When I was a ward mission leader I never once met with a mission president or his counselors in any capacity in the two years I served in that calling. A good technique might be to even get to know the leaders of missionary work in the local unites even that relationship might result in a few more contacts for missionaries or new ideas for improving the work. I worked once for a former three star Army General at a university where as president he told us we had the brain power in the room to build a nuclear missile and that there wasn't any issue that we couldn't solve. If you don't talk with those even assigned how can you expect them to buy-in to some guy who is just saying what every other guy in their position is expected to say.

It is not surprising to me if you continue doing what you have always been doing then the results will be the same. I mean I have heard for the last thirty-five years stake presidents and bishops tell me and other members to do missionary work. The numbers have remained constant with a slight decrease of convert baptisms whether there were thirty thousand missionaries or fifty thousand missionaries.

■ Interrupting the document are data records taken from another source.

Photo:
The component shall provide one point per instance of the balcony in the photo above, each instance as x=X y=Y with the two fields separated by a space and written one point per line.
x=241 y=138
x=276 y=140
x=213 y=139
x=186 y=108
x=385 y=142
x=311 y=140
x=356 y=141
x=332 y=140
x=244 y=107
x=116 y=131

When I think of great mission presidents I think of guys like R. Bay Hutchings, B.H. Roberts, Melvin J. Ballard, M. Russell Ballard, LeGrand Richards, Thomas S. Monson, all men who engaged members in the missionary process. Some mission presidents are doing a great job engaging members. I have seen on the web a few places like Nicaragua or the Africa or the West Indies where mission presidents have closer interaction and the results are exceptional. In a place like the West Indies there is something to be said for geographic size. In a developing place like Romania or Africa mission presidents operate on a different plain having more ecclesiastical power so they have to know people. One of these days I am going to have a good working relationship with the mission president over my ward in the United States and maybe I will give him and his missionaries regular referrals. For now I am only engaged with missionaries every few months who come over for dinner. Some ask for referrals and some don't.

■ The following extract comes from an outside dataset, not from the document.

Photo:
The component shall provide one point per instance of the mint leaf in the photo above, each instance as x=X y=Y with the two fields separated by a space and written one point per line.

I agree with Elder Jones that those mission presidents who have a relationship with local leaders and members have better results. I feel that when a mission president only speaks he is planting random seeds that might sprout results. More would fall on fertile ground if he had any feedback and contact with more individual members. I don't want to be critical here since I know they are busy men so my experience might be different than the majority.

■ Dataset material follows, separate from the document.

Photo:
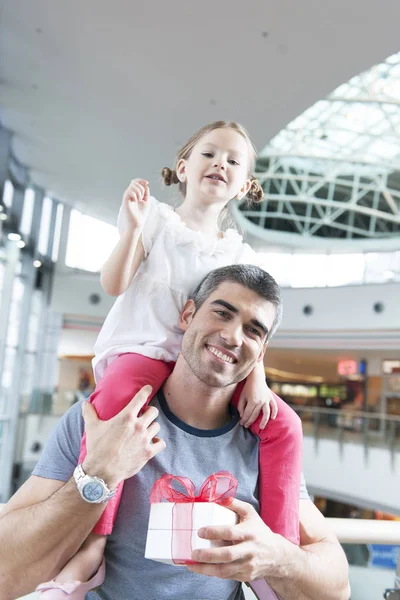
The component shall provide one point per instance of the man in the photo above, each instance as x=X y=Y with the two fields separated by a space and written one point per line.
x=45 y=523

I am attaching a brief questionnaire to the end of my post since any results are better than a guess.

1 comment:

Raymond Teodo a.k.a. was_bedeutet_jemanden said...

Hi, Dr. B! Just finished your survey now. Although (I know I shouldn't really have to justify this to anyone) I give the missionaries referrals, not because someone told me to, but because I give then once I feel my non-member friend is ready to hear and accept the Gospel.....

.....It is true, how some mission presidents are really open and somee are not. I can see this with the current mission president serving in our mission. Then again, I think this man and his wife are generally shy people. At least that is the impression I got when I saw them for the second time in the goodness knows how many months they've been here for. Still, it would be nice if they could at least try to continue a conversation once you've approached them and started one with them. I must admit though, it did annoy me at first whenever I tried to start a conversation with him at least, and I only got short, one sentence answers. His reaction was way different to my mission president, who always went out of his way to greet the members and establish a relationship with them. I totally agree with you that mission presidents should (when possible) take a more active role in befriending the members.